Con l’espressione “il greco torna pian piano a dominare” non s’intende – come hanno fatto per lungo tempo i sostenitori dell’origine bizantina del greco di Calabria – che in età romana il greco fosse scomparso per poi riapparire con l’età bizantina (per questo supposto processo si usa il termine deuteroellenizzazione): la Calabria di età romana e anche bizantina era una regione multilingue, nella quale ad esempio si parlavano anche slavo ed armeno (infatti contingenti militari slavi ed armeni, inquadrati nell’esercito bizantino, erano stazionati in Calabria per difenderla dalle incursioni saracene; da notare, per i secondi, che testimonianze della loro presenza sono anche alcune croci armene, nonché il toponimo Rocca Armenia: entrambi si trovano nell’area tra Ferruzzano e Bruzzano Zefirio, comuni della costa ionica reggina).
La frase da me utilizzata significa semplicemente – parafrasando il precedente articolo – che il greco, già presente in maniera ininterrotta sin dall’età magnogreca, viene rafforzato coi Bizantini; e che, quindi, quando questi giunsero a Reggio, trovarono un ambiente a loro già familiare.
La teoria bizantina sull’origine del greco di Calabria
Citata sopra – così come nella precedente puntata sulla storia linguistica di Reggio – , la teoria bizantina, come dice il nome, afferma che il greco ancora oggi parlato (seppure, purtroppo, in maniera residua) in Calabria risalga a Bisanzio. Qui ne parlerò in maniera più dettagliata.
Il suo maggiore teorizzatore fu il linguista milanese Giuseppe Morosi (1844-1891), e fu seguita dalla maggioranza degli studiosi italiani del XIX e di buona parte del XX secolo: tra questi si possono citare Cesare Lombroso (1835-1909), Carlo Battisti (1882-1977), e Oronzo Parlangeli (1923-1969).
Oggi ha ancora seguaci, sebbene sembra essere ormai in minoranza.
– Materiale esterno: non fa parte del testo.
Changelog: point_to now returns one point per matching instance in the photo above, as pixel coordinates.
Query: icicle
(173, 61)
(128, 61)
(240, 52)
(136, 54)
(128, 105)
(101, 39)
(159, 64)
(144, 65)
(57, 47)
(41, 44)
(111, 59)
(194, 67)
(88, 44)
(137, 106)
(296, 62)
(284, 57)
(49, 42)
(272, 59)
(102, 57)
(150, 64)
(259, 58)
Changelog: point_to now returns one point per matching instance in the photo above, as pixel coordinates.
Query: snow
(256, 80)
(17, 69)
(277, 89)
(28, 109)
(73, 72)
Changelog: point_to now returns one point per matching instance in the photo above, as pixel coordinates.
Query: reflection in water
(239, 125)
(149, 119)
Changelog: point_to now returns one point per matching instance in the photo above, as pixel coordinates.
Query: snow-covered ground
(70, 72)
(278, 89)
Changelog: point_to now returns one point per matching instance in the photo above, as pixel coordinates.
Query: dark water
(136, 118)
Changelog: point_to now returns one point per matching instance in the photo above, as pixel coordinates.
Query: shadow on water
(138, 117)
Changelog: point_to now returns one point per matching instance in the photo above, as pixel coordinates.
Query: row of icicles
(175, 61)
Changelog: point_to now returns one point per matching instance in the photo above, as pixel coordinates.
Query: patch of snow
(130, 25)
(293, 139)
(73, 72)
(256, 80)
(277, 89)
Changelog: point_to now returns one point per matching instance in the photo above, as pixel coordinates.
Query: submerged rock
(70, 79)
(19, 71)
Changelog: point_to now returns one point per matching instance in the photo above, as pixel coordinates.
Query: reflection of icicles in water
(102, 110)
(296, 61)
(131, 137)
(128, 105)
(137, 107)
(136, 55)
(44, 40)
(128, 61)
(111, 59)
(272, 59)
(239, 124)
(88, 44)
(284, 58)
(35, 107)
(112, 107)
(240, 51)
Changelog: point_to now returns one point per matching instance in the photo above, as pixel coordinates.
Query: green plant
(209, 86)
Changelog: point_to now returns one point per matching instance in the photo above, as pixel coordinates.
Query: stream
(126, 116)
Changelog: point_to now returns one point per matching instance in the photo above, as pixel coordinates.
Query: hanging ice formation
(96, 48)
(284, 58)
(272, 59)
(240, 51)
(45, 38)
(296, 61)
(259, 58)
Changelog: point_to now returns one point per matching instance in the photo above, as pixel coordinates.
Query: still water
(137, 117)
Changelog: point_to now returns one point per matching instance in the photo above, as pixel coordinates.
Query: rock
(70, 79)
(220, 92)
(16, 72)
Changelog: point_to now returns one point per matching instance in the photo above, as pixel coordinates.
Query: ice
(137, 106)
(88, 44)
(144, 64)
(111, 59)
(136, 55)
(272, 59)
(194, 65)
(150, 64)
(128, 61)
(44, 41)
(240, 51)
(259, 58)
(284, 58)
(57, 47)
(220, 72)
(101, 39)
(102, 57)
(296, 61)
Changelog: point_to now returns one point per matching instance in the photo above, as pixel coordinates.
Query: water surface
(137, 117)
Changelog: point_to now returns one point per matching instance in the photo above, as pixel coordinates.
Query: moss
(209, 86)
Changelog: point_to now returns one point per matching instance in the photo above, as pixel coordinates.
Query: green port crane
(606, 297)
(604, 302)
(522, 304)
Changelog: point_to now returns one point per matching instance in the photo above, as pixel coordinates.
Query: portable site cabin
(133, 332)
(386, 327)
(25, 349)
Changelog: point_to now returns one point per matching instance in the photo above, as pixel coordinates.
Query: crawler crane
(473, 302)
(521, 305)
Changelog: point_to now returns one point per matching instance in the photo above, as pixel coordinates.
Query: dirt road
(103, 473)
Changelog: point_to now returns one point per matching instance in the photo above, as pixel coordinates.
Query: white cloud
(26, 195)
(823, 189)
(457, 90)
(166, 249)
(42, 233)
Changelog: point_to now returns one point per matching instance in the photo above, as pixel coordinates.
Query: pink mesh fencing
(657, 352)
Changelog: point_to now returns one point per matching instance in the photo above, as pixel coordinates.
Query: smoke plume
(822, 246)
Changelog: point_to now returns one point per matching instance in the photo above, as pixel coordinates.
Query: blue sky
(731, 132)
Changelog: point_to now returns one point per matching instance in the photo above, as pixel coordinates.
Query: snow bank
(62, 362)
Può essere così riassunta:
- Il greco di Calabria è più simile al greco moderno che non al greco antico;
- Come già accennato nella prima parte di questa storia linguistica, Morosi riteneva impossibile che il greco fosse sopravvissuto (a lungo) al latino dopo la conquista romana;
- A far rinascere la lingua greca in Calabria sarebbero state in buona parte forti immigrazioni di grecofoni, in special modo nel periodo compreso tra l’ascesa al trono dell’imperatore Basilio I (867) e lo Scisma d’Oriente (1054).
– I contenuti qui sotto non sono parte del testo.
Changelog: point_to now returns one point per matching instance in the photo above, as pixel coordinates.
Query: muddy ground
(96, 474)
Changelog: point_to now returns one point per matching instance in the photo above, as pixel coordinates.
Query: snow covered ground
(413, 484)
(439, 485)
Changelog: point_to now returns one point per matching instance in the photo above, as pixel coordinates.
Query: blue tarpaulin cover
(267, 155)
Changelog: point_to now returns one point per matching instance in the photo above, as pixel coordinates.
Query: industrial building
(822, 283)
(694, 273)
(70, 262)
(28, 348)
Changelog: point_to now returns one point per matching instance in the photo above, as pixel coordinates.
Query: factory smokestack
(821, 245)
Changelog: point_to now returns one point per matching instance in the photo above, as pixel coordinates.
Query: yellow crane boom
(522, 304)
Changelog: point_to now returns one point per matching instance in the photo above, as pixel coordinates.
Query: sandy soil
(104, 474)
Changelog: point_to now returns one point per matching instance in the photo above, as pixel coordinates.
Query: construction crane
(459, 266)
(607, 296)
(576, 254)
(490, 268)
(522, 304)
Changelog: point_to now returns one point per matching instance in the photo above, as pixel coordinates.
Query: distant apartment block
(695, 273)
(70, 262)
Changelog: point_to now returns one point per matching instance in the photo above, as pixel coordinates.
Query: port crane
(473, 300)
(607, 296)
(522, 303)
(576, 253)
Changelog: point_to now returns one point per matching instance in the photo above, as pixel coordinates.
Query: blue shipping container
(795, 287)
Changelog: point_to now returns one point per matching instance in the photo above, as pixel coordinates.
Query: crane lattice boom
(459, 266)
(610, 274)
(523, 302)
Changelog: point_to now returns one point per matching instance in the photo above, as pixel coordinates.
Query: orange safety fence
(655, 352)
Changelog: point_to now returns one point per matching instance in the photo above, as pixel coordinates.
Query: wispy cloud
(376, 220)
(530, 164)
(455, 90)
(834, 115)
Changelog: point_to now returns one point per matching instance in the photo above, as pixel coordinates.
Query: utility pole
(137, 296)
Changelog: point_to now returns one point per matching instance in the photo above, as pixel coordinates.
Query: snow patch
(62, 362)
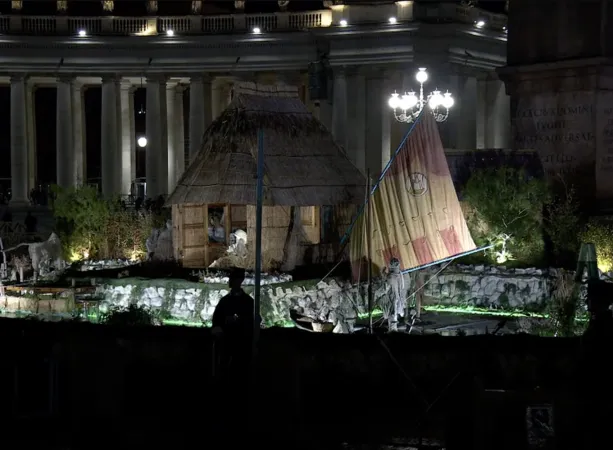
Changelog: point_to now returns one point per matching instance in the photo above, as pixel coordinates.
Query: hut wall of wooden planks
(202, 233)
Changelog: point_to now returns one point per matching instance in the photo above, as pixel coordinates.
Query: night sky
(45, 98)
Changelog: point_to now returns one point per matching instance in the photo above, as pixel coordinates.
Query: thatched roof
(303, 164)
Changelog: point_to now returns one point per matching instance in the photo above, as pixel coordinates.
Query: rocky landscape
(340, 302)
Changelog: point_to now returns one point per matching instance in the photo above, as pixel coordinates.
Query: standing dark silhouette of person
(233, 324)
(30, 222)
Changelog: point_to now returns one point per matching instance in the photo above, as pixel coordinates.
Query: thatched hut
(311, 188)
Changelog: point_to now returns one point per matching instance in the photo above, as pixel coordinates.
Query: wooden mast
(368, 249)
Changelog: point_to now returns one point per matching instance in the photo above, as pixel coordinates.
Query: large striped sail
(415, 212)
Tuttavia, la teoria del Morosi sembra presentare alcuni problemi:
- Come ha messo bene in evidenza ad esempio il linguista e grecista Franco Mosino (1932-2015), il greco di Calabria (così come ogni altra lingua) è composta da diverse stratificazioni; e, inoltre – fa notare ancora Mosino – , i contatti tra le due sponde dello Ionio non sono mai cessati fino al Cinquecento;
- Per quanto riguarda il secondo punto, nella prima parte della storia linguistica di Reggio si è già trattato della raccolta dell’archeologa Lucia D’Amore (Quasar, Roma, 2007);
- Sebbene sembri provato che gruppi di grecofoni emigrarono in Calabria nel VII secolo per sfuggire alla conquista araba (e che, sempre a causa di questa, gruppi di grecofoni siciliani abbia fatto lo stesso nel IX secolo) – la notizia della Cronaca di Monemvasia (IX sec.), secondo la quale gli abitanti di Patrasso si trasferirono a Reggio per sfuggire all’invasione slava della Grecia (VII sec.), è controversa – , tuttavia gli spostamenti di popolazioni (comuni in età bizantina) non incisero sulla lingua. Inoltre, a questo proposito, la già citata Von Falkenhausen mette in dubbio che le navi bizantine potessero ospitare grandi masse di popolazione.
Inoltre, da considerare ci sono anche altri due aspetti:
- Morosi e gli altri linguisti italiani che seguirono la sua teoria non erano esenti da considerazioni di tipo politico e nazionalistico. Affermare che il greco si sia parlato ininterrottamente in Calabria minava l’idea che la novella nazione italiana – che rivendicava la sua eredità romana – fosse interamente latina (anche se, per onestà intellettuale, bisogna dire che accuse di tipo politico, in sé, potrebbero essere mosse anche verso i linguisti greci: non c’è infatti nessun linguista greco che teorizzi l’origine bizantina del grecanico);
- Se il greco fosse davvero arrivato coi Bizantini, come mai non si svilupparono varietà greche anche in altre zone dell’Italia che a lungo furono bizantine?